One more good block.

Mar 19 19:18:22 galahad /kernel: Request: 0xc1025c80
Mar 19 19:18:22 galahad /kernel: Read dev 91.1, offset 0x96ce80, length 65536
Mar 19 19:18:22 galahad /kernel: Read dev 13.131124, sd 4, offset 0x324480,
	devoffset 0x324589, length 65536
Mar 19 19:18:22 galahad /kernel: Read dev 13.131096, sd 1, offset 0x324480,
	devoffset 0x324589, length 65536
Mar 19 19:18:22 galahad /kernel: Read dev 13.131104, sd 2, offset 0x324480,
	devoffset 0x324589, length 65536
Mar 19 19:18:22 galahad /kernel: Write dev 13.131084, sd 3, offset 0x324480,
	devoffset 0x324589, length 65536

Where is the "Request: .*" log mesage?  Where is the 91.1 Read request?
0x96cf00 looks like the next block to fix in the PLEX but why are we reading
it for the SUBDISK?  And where did this LENGTH come from!
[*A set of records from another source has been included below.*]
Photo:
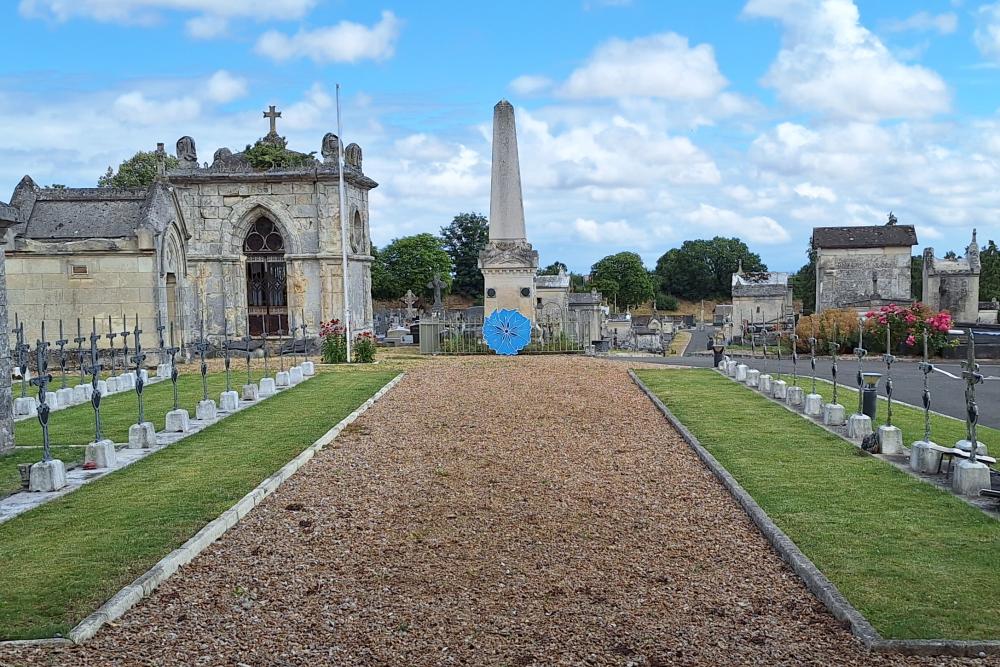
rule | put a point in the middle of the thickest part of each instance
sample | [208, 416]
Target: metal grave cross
[172, 353]
[926, 367]
[972, 377]
[202, 347]
[138, 358]
[41, 380]
[79, 340]
[889, 359]
[111, 335]
[860, 352]
[94, 369]
[62, 354]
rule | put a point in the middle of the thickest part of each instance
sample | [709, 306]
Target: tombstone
[178, 420]
[970, 476]
[890, 438]
[206, 409]
[924, 456]
[859, 425]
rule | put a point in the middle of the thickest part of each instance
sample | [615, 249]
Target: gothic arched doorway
[267, 300]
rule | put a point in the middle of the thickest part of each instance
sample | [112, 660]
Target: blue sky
[641, 123]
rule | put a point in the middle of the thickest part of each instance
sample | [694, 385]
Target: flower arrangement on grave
[334, 336]
[909, 325]
[364, 348]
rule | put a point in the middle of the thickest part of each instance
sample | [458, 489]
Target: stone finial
[506, 201]
[186, 153]
[330, 148]
[352, 156]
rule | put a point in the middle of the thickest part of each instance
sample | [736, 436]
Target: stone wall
[45, 287]
[845, 276]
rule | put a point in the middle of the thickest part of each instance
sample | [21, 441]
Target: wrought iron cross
[972, 376]
[79, 340]
[95, 372]
[927, 368]
[62, 354]
[860, 352]
[138, 358]
[889, 359]
[111, 335]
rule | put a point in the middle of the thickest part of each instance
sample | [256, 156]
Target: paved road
[947, 395]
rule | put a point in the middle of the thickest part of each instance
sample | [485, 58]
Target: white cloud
[530, 84]
[987, 33]
[211, 16]
[662, 66]
[223, 87]
[346, 42]
[832, 64]
[810, 191]
[756, 229]
[923, 21]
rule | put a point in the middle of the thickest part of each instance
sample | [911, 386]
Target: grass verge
[917, 562]
[65, 558]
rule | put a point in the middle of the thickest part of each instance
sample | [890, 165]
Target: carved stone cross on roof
[273, 115]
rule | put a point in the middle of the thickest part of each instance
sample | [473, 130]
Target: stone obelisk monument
[508, 262]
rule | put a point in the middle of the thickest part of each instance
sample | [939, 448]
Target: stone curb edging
[132, 593]
[814, 579]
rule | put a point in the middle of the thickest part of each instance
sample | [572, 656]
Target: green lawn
[916, 561]
[64, 559]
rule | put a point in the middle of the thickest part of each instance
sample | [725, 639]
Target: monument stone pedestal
[47, 476]
[64, 397]
[967, 479]
[779, 389]
[141, 436]
[859, 426]
[923, 458]
[833, 414]
[25, 406]
[795, 396]
[229, 401]
[101, 453]
[178, 421]
[890, 440]
[206, 410]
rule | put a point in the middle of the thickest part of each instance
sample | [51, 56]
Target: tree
[463, 239]
[917, 277]
[553, 269]
[622, 279]
[136, 172]
[411, 262]
[703, 269]
[804, 283]
[989, 277]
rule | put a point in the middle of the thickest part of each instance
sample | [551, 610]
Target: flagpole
[343, 229]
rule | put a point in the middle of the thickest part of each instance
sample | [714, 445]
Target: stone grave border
[806, 570]
[145, 584]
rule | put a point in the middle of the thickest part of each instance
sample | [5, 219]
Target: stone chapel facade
[254, 250]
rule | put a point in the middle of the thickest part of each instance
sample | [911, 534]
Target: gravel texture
[534, 510]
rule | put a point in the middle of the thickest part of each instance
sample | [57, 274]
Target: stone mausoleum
[260, 243]
[863, 267]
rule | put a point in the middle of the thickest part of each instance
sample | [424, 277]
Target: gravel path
[488, 511]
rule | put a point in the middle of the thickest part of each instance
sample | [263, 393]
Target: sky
[641, 123]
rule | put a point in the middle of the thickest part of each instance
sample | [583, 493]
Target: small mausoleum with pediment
[252, 236]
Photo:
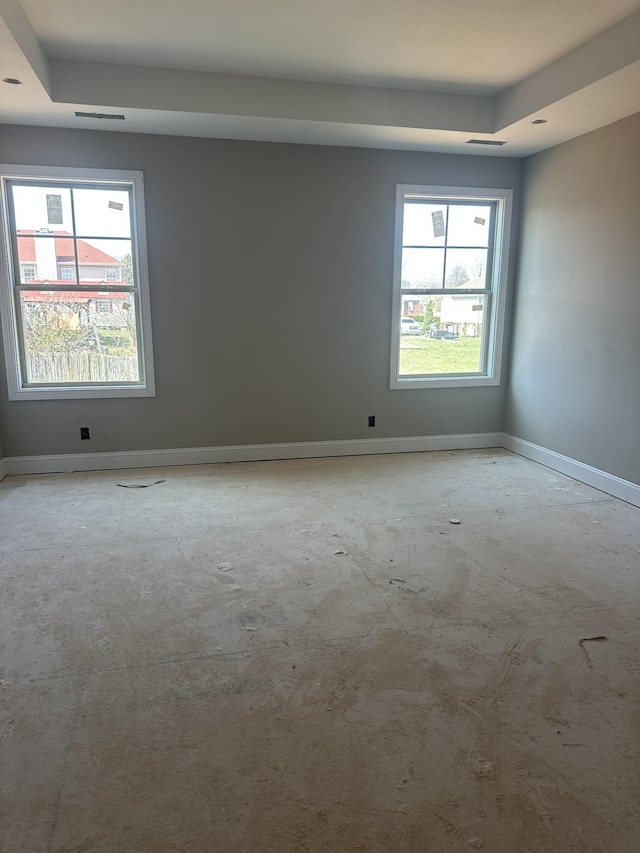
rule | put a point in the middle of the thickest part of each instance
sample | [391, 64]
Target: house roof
[87, 254]
[389, 74]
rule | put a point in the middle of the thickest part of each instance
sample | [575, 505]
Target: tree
[458, 276]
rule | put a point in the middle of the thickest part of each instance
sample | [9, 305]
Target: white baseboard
[612, 485]
[63, 463]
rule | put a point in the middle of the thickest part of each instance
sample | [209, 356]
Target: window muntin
[85, 231]
[27, 272]
[450, 262]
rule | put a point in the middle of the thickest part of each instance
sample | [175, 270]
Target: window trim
[497, 295]
[8, 314]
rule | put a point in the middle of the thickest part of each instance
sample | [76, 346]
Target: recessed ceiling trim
[118, 116]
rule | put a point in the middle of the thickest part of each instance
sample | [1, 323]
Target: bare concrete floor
[308, 656]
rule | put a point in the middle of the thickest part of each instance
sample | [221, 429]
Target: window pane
[39, 256]
[466, 268]
[469, 225]
[422, 267]
[74, 337]
[424, 224]
[105, 260]
[453, 344]
[102, 212]
[37, 207]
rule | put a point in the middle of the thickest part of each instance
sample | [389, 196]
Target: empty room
[319, 426]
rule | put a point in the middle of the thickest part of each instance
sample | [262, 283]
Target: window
[451, 254]
[28, 272]
[84, 228]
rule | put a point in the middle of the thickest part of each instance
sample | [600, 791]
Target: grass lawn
[117, 342]
[423, 355]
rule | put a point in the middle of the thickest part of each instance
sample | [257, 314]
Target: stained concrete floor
[308, 656]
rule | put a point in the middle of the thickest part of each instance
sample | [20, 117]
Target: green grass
[117, 342]
[423, 356]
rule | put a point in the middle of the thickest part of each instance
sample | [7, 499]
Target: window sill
[80, 393]
[443, 382]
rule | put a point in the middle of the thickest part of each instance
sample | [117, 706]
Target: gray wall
[271, 270]
[575, 375]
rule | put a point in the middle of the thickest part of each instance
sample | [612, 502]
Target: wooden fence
[81, 366]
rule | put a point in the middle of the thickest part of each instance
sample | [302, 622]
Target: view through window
[448, 273]
[75, 293]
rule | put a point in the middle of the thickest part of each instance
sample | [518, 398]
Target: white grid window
[451, 254]
[76, 224]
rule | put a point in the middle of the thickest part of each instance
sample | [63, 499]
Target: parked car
[443, 335]
[409, 326]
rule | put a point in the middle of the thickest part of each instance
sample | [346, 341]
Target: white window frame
[23, 274]
[498, 286]
[71, 277]
[17, 389]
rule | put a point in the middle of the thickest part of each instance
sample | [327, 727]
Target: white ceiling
[385, 73]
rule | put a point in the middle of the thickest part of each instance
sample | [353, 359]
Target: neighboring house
[463, 313]
[51, 260]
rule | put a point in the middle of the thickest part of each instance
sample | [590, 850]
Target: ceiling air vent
[485, 142]
[100, 115]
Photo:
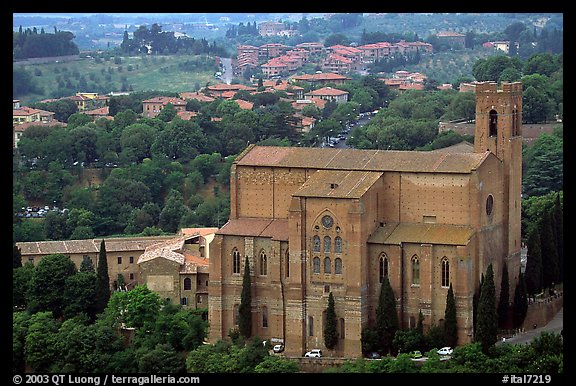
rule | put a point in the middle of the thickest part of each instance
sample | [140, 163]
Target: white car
[445, 351]
[315, 353]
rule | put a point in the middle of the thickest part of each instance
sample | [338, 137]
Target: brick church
[317, 220]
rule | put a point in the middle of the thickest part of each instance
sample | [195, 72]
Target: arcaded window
[383, 267]
[415, 270]
[235, 261]
[338, 266]
[263, 263]
[316, 243]
[338, 244]
[264, 317]
[327, 265]
[236, 314]
[445, 272]
[316, 264]
[287, 263]
[493, 123]
[327, 244]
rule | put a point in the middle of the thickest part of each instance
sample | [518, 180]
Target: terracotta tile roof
[263, 227]
[367, 160]
[327, 91]
[397, 233]
[338, 184]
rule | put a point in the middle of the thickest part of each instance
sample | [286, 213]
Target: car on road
[445, 351]
[315, 353]
[415, 354]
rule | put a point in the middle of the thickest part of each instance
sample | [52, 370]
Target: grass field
[176, 73]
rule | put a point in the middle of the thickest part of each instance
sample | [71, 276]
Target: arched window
[445, 272]
[236, 314]
[264, 317]
[327, 244]
[338, 266]
[316, 244]
[383, 267]
[316, 264]
[415, 270]
[338, 244]
[235, 261]
[263, 263]
[287, 262]
[493, 123]
[327, 265]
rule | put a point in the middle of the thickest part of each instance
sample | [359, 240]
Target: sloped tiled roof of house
[338, 184]
[257, 227]
[196, 96]
[367, 160]
[165, 100]
[24, 111]
[327, 91]
[244, 104]
[445, 234]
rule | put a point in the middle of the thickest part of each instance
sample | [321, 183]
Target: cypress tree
[386, 316]
[520, 305]
[245, 308]
[504, 301]
[487, 325]
[330, 327]
[450, 323]
[533, 272]
[559, 227]
[549, 252]
[16, 257]
[102, 280]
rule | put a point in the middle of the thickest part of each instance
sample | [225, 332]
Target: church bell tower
[499, 131]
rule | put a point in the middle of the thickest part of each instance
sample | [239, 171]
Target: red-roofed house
[152, 107]
[328, 94]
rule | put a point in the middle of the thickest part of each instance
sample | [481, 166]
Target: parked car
[445, 351]
[415, 354]
[315, 353]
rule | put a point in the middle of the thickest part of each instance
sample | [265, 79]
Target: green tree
[40, 342]
[450, 322]
[102, 280]
[21, 279]
[550, 270]
[504, 300]
[386, 316]
[172, 212]
[16, 256]
[330, 326]
[245, 307]
[49, 282]
[487, 325]
[520, 305]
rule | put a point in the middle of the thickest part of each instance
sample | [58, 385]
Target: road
[555, 325]
[226, 70]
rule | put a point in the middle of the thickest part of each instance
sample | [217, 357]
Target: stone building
[174, 266]
[317, 220]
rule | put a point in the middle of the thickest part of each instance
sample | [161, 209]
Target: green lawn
[162, 73]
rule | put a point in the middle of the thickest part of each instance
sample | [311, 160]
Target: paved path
[555, 325]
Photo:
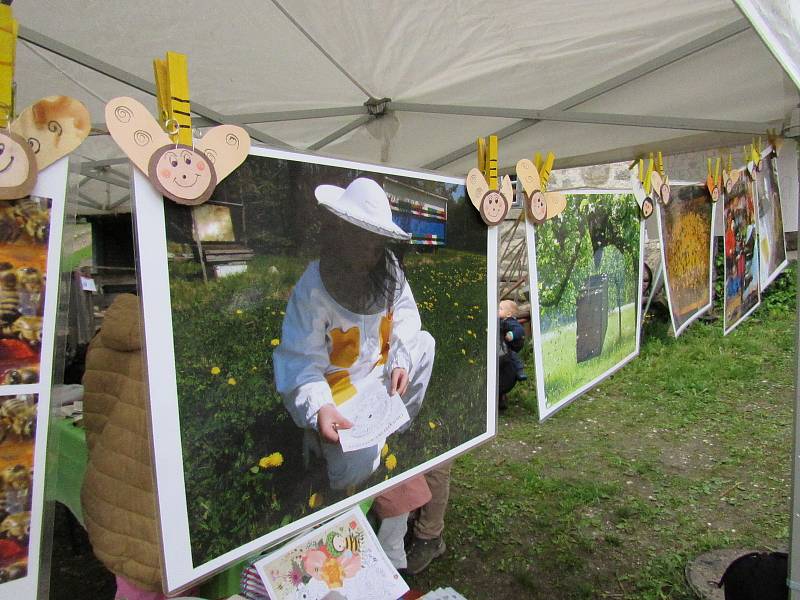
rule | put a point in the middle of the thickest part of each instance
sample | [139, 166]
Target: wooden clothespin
[172, 96]
[540, 204]
[774, 140]
[660, 181]
[545, 168]
[8, 51]
[493, 204]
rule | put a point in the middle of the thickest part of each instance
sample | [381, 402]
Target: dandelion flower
[391, 462]
[273, 460]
Mar 19 19:18:22 galahad /kernel: Read dev 13.131104, sd 2, offset 0x96cf00,
	devoffset 0x96d009, length 2146172928
Mar 19 19:18:22 galahad /kernel: Read dev 13.131084, sd 3, offset 0x96cf00,
	devoffset 0x96d009, length 2146172928
Mar 19 19:18:22 galahad /kernel: Read dev 13.131124, sd 4, offset 0x96cf00,
	devoffset 0x96d009, length 2146172928
Mar 19 19:17:53 galahad vinum[963]: reviving myraid.p0.s2
Mar 19 19:18:15 galahad vinum[963]: can't revive myraid.p0.s2: Invalid
	argument

How-To-Repeat: 
	I don't know if this will repeat anywhere else but I can offer
	ssh access to a vouched for player that wants to test on galahad.
Comment 1 Sheldon Hearn freebsd_committer freebsd_triage 2000-03-20 10:15:31 UTC
Responsible Changed
From-To: freebsd-bugs->grog

Over to the vinum maintainer. 

Comment 2 cjohnson 2000-04-02 20:19:14 UTC
Because of delays I tried something a bit different.  I dumped the disk
to tape
and then init myraid.p0.  The initialize has run to completion with no
errors.
I'll know if the filesystem reloads in 10 or so hours....

    Chris
Comment 3 Greg Lehey freebsd_committer freebsd_triage 2001-05-03 09:48:06 UTC
State Changed
From-To: open->closed

Problem fixed some time in the past.